I’d like to point out that this isn’t a simple change to make. We have a long history of training salespeople in everything from elevator speeches, to solution selling, to power poses. Oftentimes, training actually pits sellers AGAINST the very people they serve. If I had a nickel for every time I heard an aspiring salesperson utter the phrase, “buyers are liars”… Wait, my age is showing. Anyway, we have some history to overcome. The very existence of our profession depends on our ability to transform into trusted advisors. Frankly, evolving the profession requires the same commitment to continuous learning and development as other professionals. It requires hiring the most talented people possible and ensuring that they possess key traits such as emotional intelligence and a servant’s heart.

The need for change is certainly not lost. There is a crop of new training programs for selling. Each promises everything from making your sellers more insightful to challenging customers. Another promise is to make sellers better storytellers. And while many have merit, few address the larger problem. Sales training has a very limited impact. We need to do more than simply update content. We need to transform the model for how we develop salespeople in order to transform customer engagement. Doing so results in better business.

It’s Time For a Fresh Perspective

From classroom training events to the standard Performance Improvement Plan (PIP), we need to rethink our approach. This includes taking a new look at mature technologies like CRMs. It’s vital to integrate learning and development into the cadence of how people sell and manage. Implemented properly, CRMs can enable salespeople to continuously improve. This allows sellers to compete for customers more effectively by better leveraging their ever-evolving skills and knowledge.

Naturally, this transformation comes at a cost. However, the potential payoff is tremendous if we evolve into a profession that attracts the best and brightest talent. For companies that take the lead in this transformation, there are tremendous advantages. These include better financial performance, more effective teams, lower turnover, and improved culture. Even now, some forward-thinking companies see the shift happening. Furthermore, many receive tremendous returns on their investment.

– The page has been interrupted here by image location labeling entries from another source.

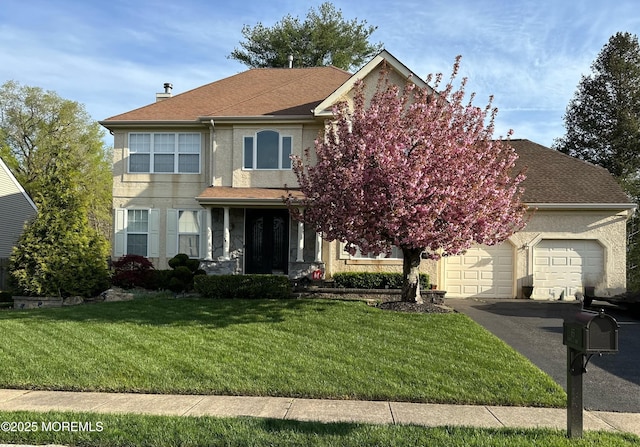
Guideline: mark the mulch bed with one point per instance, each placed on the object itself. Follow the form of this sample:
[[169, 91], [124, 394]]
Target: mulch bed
[[403, 306]]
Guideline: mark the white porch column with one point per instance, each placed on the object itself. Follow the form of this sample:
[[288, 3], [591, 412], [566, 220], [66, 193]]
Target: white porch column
[[300, 254], [318, 257], [226, 235], [209, 225]]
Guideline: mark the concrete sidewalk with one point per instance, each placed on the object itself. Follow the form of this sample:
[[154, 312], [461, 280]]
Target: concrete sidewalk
[[313, 410]]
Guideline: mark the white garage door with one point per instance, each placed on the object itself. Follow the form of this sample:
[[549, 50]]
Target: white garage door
[[566, 266], [483, 271]]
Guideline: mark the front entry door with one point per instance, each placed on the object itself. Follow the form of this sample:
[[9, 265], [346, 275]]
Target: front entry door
[[267, 241]]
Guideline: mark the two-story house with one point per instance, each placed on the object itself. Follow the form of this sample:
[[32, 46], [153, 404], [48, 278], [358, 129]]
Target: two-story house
[[16, 209], [204, 172]]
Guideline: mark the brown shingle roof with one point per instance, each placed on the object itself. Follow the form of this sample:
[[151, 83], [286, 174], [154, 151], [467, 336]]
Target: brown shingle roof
[[554, 177], [263, 91], [227, 194]]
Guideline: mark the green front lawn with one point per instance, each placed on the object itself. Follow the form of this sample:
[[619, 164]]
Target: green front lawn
[[163, 431], [300, 348]]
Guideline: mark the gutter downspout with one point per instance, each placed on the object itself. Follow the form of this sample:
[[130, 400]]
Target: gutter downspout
[[212, 136]]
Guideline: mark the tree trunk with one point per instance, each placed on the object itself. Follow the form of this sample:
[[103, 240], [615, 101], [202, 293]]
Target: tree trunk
[[411, 275]]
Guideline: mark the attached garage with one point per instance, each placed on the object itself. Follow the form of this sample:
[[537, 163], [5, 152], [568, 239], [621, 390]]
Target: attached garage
[[483, 271], [562, 266]]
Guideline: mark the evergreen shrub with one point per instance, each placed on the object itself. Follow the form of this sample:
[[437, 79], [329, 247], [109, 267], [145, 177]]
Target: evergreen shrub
[[374, 280]]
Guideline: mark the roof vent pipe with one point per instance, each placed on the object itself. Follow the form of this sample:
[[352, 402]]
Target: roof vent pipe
[[167, 92]]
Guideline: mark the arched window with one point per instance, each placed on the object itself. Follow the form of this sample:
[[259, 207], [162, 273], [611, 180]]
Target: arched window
[[267, 150]]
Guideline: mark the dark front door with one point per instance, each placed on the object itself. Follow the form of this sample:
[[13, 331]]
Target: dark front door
[[267, 241]]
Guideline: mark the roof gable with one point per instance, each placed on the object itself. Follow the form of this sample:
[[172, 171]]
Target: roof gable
[[252, 93], [370, 69], [16, 208]]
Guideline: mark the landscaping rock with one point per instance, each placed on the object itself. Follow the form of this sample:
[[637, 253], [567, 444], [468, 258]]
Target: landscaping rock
[[116, 294], [72, 301]]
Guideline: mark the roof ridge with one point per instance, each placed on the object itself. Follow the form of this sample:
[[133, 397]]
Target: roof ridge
[[264, 92]]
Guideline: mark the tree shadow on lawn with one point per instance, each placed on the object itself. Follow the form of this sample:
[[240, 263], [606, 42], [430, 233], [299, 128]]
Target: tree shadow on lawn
[[163, 311]]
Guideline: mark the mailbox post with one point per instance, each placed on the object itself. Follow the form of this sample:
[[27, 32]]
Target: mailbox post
[[586, 333]]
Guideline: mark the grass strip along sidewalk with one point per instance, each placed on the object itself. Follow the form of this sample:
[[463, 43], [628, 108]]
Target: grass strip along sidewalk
[[297, 348], [165, 431]]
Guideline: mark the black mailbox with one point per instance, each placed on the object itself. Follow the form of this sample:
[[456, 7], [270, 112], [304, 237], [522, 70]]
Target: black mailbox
[[591, 332]]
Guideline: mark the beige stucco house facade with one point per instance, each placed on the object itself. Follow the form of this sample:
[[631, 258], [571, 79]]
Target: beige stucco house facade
[[204, 172]]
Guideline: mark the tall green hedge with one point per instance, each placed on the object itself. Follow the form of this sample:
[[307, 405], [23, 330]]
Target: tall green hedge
[[369, 280], [243, 286]]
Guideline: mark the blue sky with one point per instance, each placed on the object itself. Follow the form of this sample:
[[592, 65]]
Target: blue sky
[[113, 56]]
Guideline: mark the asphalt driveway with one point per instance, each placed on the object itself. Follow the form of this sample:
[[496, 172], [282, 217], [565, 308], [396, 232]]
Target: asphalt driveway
[[534, 328]]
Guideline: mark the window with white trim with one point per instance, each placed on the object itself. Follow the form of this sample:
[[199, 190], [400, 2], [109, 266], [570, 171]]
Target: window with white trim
[[189, 233], [396, 254], [137, 232], [267, 149], [164, 153]]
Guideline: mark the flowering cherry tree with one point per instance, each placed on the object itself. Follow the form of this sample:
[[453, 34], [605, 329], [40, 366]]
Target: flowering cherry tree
[[414, 169]]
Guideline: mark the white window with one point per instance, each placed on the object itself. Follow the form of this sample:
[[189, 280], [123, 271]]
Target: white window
[[164, 153], [137, 232], [189, 233], [267, 150], [396, 254]]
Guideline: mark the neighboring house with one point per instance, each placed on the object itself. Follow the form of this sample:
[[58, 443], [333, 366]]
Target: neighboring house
[[16, 209], [204, 173]]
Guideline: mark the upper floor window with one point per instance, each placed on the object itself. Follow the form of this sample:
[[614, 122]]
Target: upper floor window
[[172, 153], [267, 150]]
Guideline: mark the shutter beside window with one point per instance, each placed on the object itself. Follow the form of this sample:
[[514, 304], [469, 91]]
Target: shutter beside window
[[154, 233], [172, 233], [120, 235]]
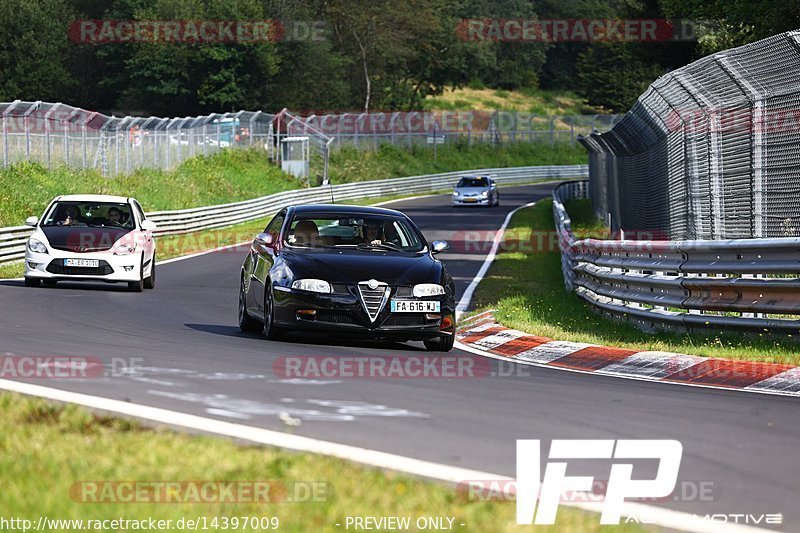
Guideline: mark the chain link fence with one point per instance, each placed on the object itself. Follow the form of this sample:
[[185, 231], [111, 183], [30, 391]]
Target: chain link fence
[[709, 151], [55, 134]]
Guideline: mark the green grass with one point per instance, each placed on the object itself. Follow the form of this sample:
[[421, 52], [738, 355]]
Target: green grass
[[527, 290], [528, 100], [48, 448], [11, 271], [228, 176], [349, 165], [233, 175]]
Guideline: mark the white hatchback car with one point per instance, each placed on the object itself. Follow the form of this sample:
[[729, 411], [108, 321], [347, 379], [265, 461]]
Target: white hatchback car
[[92, 238]]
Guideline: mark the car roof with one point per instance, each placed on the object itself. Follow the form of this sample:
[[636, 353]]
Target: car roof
[[344, 208], [93, 198]]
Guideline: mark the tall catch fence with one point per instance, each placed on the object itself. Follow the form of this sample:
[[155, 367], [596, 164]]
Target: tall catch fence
[[56, 134], [709, 151]]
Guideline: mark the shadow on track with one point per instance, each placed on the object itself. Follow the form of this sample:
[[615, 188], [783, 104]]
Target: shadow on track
[[310, 338]]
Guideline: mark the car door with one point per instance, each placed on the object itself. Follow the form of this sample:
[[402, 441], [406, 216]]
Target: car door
[[263, 257], [147, 236], [492, 191]]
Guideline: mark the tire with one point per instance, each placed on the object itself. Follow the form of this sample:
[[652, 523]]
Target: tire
[[150, 281], [443, 344], [246, 323], [270, 330]]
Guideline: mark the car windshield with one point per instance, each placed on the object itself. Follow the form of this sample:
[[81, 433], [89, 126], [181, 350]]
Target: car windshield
[[97, 214], [473, 182], [355, 231]]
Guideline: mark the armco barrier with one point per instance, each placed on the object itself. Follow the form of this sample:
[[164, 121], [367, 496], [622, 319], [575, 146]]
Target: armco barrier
[[13, 240], [751, 284]]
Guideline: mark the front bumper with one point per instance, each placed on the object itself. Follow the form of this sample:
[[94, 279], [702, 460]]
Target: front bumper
[[343, 312], [113, 268]]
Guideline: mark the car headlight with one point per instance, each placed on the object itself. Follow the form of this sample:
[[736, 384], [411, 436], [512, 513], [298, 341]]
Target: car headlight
[[37, 246], [427, 289], [312, 285], [125, 248]]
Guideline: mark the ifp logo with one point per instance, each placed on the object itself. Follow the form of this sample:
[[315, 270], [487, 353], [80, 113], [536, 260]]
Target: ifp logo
[[620, 482]]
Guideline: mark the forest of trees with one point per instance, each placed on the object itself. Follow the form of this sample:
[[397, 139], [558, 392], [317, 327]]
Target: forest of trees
[[373, 54]]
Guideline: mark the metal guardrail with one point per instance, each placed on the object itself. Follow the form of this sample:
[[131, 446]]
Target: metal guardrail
[[751, 284], [14, 239]]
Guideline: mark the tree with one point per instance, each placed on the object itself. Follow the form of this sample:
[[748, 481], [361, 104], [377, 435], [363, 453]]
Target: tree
[[34, 50]]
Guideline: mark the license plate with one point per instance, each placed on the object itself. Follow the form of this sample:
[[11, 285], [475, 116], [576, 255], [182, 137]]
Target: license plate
[[88, 263], [415, 306]]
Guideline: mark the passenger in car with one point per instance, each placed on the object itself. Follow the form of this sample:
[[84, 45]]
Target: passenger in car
[[306, 233], [69, 216]]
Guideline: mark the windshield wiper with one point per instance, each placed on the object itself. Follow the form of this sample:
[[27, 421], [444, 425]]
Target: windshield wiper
[[382, 246]]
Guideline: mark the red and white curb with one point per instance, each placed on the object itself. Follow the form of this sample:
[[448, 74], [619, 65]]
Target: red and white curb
[[482, 333]]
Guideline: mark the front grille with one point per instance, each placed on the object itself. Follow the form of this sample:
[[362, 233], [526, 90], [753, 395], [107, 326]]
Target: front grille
[[81, 249], [373, 300], [334, 317], [56, 267]]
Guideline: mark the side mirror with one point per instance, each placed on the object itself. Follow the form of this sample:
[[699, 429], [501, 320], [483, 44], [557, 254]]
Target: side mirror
[[439, 246], [265, 239]]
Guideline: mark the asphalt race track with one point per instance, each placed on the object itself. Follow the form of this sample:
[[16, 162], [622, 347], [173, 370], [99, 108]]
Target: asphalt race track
[[744, 449]]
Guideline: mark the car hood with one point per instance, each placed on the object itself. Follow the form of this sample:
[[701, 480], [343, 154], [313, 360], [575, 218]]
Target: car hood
[[471, 190], [353, 266], [82, 238]]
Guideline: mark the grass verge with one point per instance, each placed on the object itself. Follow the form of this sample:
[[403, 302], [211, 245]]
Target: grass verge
[[526, 288], [233, 175], [350, 165], [41, 479], [528, 100]]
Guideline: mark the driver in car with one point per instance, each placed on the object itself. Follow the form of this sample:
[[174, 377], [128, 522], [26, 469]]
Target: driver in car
[[372, 231], [115, 216], [70, 214]]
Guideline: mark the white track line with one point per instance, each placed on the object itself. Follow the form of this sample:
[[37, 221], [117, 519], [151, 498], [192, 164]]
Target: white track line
[[507, 359], [408, 465]]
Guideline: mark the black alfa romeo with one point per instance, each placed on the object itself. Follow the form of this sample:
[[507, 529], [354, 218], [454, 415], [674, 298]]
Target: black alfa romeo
[[347, 270]]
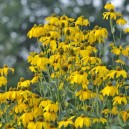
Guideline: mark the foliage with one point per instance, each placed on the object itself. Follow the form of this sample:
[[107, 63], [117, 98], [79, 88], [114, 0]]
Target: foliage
[[73, 86]]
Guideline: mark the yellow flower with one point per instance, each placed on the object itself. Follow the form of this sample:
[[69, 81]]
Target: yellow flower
[[125, 115], [109, 90], [109, 6], [117, 73], [42, 125], [100, 34], [31, 125], [79, 77], [111, 15], [50, 116], [101, 70], [112, 111], [3, 81], [19, 108], [44, 103], [82, 121], [121, 21], [36, 32], [84, 94], [121, 99], [82, 21], [52, 107], [99, 120], [66, 122], [26, 118], [120, 62]]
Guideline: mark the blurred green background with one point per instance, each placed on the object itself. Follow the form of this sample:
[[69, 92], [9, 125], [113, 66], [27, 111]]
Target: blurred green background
[[18, 16]]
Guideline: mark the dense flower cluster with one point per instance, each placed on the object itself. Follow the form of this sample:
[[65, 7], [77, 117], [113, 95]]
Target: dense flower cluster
[[74, 85]]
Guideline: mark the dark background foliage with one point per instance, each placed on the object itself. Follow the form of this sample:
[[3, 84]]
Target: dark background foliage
[[18, 16]]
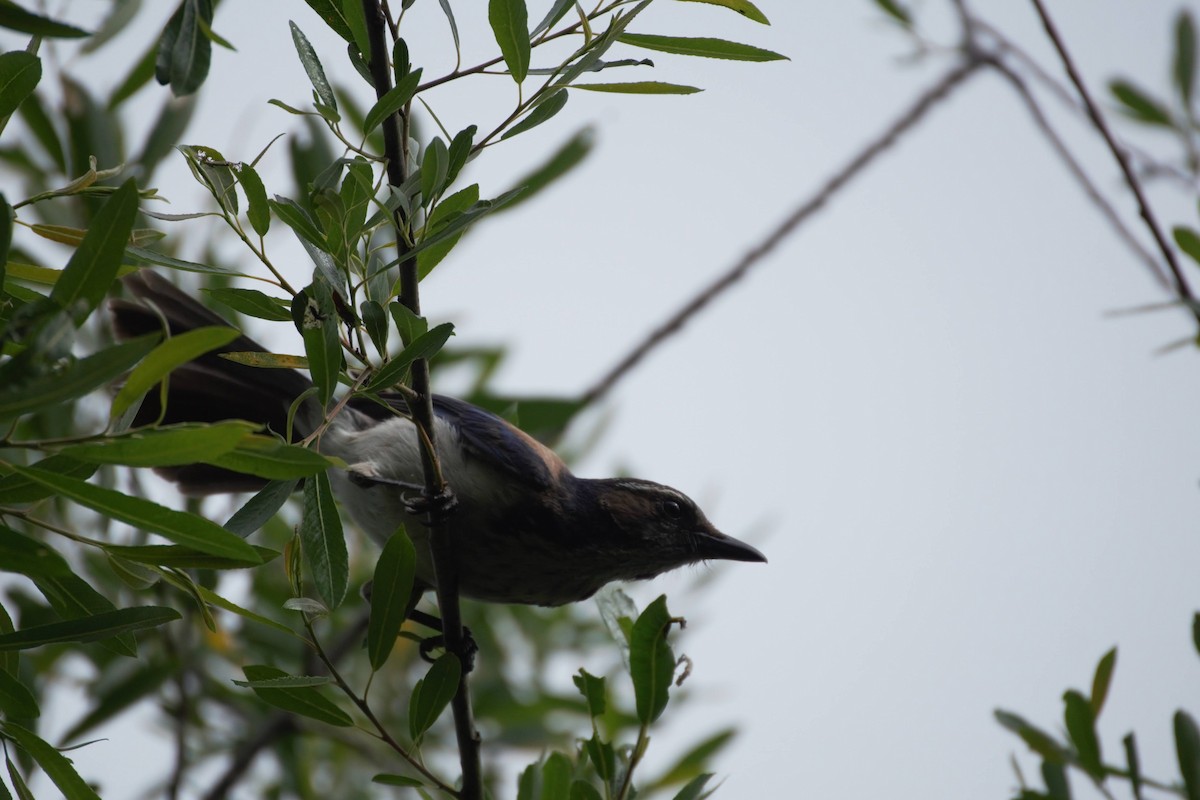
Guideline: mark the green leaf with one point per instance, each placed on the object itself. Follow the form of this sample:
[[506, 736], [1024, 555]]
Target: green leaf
[[93, 268], [13, 17], [305, 701], [259, 509], [1081, 728], [331, 12], [16, 701], [89, 629], [312, 66], [424, 347], [582, 791], [55, 765], [390, 591], [641, 86], [375, 318], [1140, 106], [1188, 240], [1039, 741], [323, 541], [19, 74], [743, 7], [169, 446], [185, 52], [695, 788], [510, 25], [1185, 68], [443, 211], [322, 344], [391, 102], [171, 354], [432, 693], [894, 10], [651, 660], [1102, 680], [1133, 764], [177, 525], [76, 379], [701, 46], [558, 164], [253, 302], [184, 558], [543, 112], [593, 691], [259, 210], [1187, 749], [556, 776]]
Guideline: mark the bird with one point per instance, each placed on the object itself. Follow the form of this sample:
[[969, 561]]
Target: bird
[[523, 528]]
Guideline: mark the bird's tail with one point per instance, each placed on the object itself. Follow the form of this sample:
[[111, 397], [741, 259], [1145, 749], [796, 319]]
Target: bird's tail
[[209, 389]]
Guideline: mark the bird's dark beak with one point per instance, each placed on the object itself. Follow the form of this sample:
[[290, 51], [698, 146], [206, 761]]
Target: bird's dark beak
[[713, 543]]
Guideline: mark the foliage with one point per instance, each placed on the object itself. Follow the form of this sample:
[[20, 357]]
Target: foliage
[[227, 641]]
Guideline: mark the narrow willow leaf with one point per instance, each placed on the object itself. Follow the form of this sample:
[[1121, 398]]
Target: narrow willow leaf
[[425, 347], [391, 102], [510, 25], [651, 660], [561, 162], [1188, 241], [177, 525], [253, 302], [171, 354], [55, 765], [442, 214], [306, 702], [701, 46], [543, 112], [432, 693], [259, 509], [19, 74], [1139, 104], [1081, 727], [1102, 680], [169, 446], [593, 691], [1187, 749], [556, 776], [16, 701], [258, 208], [323, 541], [390, 593], [269, 457], [184, 558], [93, 268], [89, 629], [1185, 67], [322, 343], [640, 86], [73, 380], [743, 7], [312, 66]]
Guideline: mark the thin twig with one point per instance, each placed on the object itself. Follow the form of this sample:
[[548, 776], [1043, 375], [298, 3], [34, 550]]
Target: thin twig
[[915, 114], [1181, 286], [1073, 166], [421, 408]]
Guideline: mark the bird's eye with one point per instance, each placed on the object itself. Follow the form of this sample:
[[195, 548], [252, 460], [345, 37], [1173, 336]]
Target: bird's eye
[[671, 509]]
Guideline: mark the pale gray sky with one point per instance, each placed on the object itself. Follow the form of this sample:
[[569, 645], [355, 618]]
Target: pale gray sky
[[970, 481]]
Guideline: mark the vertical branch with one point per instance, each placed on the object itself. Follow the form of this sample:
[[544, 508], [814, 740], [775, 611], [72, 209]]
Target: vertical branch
[[421, 407], [1181, 286]]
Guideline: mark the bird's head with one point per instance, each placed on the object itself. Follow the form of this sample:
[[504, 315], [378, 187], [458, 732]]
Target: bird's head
[[664, 528]]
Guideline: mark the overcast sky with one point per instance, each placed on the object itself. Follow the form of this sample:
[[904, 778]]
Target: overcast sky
[[970, 480]]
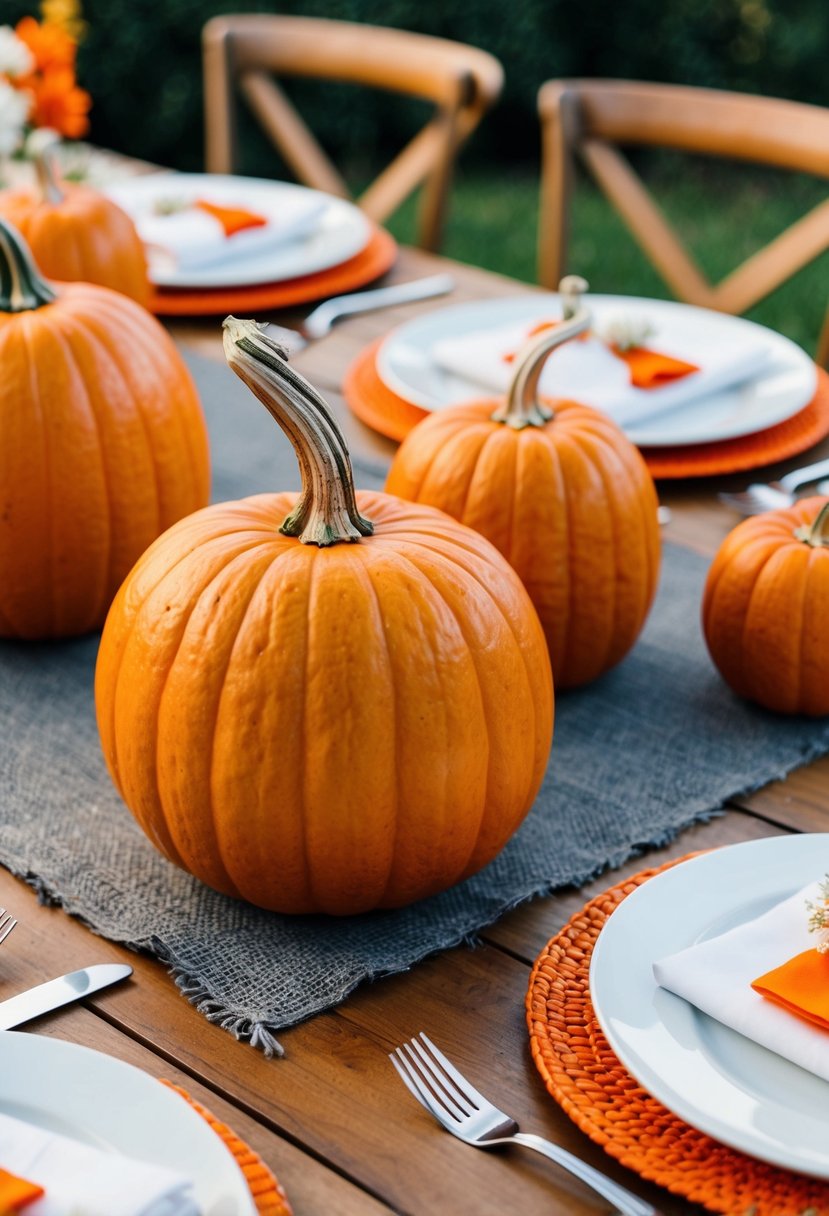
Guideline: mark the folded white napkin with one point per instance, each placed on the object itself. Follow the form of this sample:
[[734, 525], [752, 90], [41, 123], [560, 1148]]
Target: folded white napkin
[[80, 1178], [588, 372], [716, 978], [192, 240]]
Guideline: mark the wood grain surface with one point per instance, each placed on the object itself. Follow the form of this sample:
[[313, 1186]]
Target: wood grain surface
[[331, 1118]]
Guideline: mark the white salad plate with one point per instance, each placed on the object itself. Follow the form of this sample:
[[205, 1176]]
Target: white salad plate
[[339, 231], [785, 383], [102, 1102], [715, 1079]]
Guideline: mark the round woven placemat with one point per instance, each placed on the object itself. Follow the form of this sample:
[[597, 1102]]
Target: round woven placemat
[[605, 1102], [382, 410], [357, 271], [268, 1195]]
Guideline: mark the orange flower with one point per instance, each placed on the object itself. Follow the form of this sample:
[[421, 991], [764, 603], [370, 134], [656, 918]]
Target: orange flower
[[60, 103], [50, 45]]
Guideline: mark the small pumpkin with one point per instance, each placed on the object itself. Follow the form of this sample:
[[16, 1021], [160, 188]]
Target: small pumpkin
[[102, 445], [766, 604], [560, 491], [77, 234], [322, 702]]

Does Anyone Really Want to Become a Salesperson?

While attending a conference at a well-known university that offers a degree in professional selling, I was reminded of how few people intend to work in sales. The speaker recounted a survey conducted on students enrolled in their introductory sales course. Can you guess what percentage of students actually intended to become sales professionals? Zero percent! Amazing, isn’t it? Surprisingly, even people taking a class on selling don’t expect to become sales professionals. And yet, a significant portion of any given graduating class will likely end up in sales. This is despite having earned a degree in other areas, such as marketing, engineering, or art history.

Lastly, it’s worth saying that, n the future, this same survey will produce dramatically different outcomes. Someday, our most talented college graduates will compete for the chance to enter sales. In fact, sales will soon be known for its ongoing learning and development, in addition to the customer service it provides. However, this means a significant reduction in the number of motivational videos and books out there. And yet, it also means an unparalleled level of trust and respect for salespersons.